PALEMBANG – Guna menjamin keselamatan masyarakat melalui kesiapsiagaan teknologi, Sekolah Tinggi Ilmu Kepolisian (STIK) Lemdiklat POLRI menggandeng Stasiun Klimatologi Sumatera Selatan dalam penelitian berbasis Big Data. Kegiatan yang mengusung tema besar Police Disasters dengan judul penelitian “Pemanfaatan Teknologi Informasi dan Komunikasi Berbasis Big Data untuk Mendukung Penanganan Bencana Alam oleh POLRI” ini berlangsung di kantor POLDA Sumatera Selatan pada Rabu (7/5/2026). Penelitian ini bertujuan menciptakan sistem integrasi informasi yang lebih akurat, sehingga POLRI dapat merespon situasi darurat dengan lebih cepat. Dalam sesi wawancara, Stasiun Klimatologi Sumatera Selatan diwakili oleh Rezfiko Agdialta, M.Si., selaku Pejabat Fungsional PMG Muda dari BMKG Sumatera Selatan.
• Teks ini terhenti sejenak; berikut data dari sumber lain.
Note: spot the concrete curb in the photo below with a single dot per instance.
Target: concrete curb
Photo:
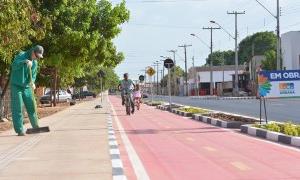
(217, 122)
(223, 98)
(182, 113)
(270, 135)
Keterlibatan BMKG menjadi pilar paling krusial dalam riset ini. Hal ini dikarenakan data cuaca, iklim, dan kegempaan yang dikelola BMKG merupakan “bahan baku” utama dalam ekosistem Big Data yang sedang dirancang POLRI. Dengan sinkronisasi data ini, POLRI diharapkan mampu memetakan risiko bencana secara real-time, sehingga tindakan penyelamatan di lapangan menjadi lebih efektif dan tepat sasaran bagi masyarakat yang membutuhkan.
Melalui sinergi ini, mitigasi bencana di Sumatera Selatan tidak lagi hanya mengandalkan respon fisik di lapangan, namun diperkuat dengan akurasi data ilmiah demi perlindungan publik yang lebih maksimal.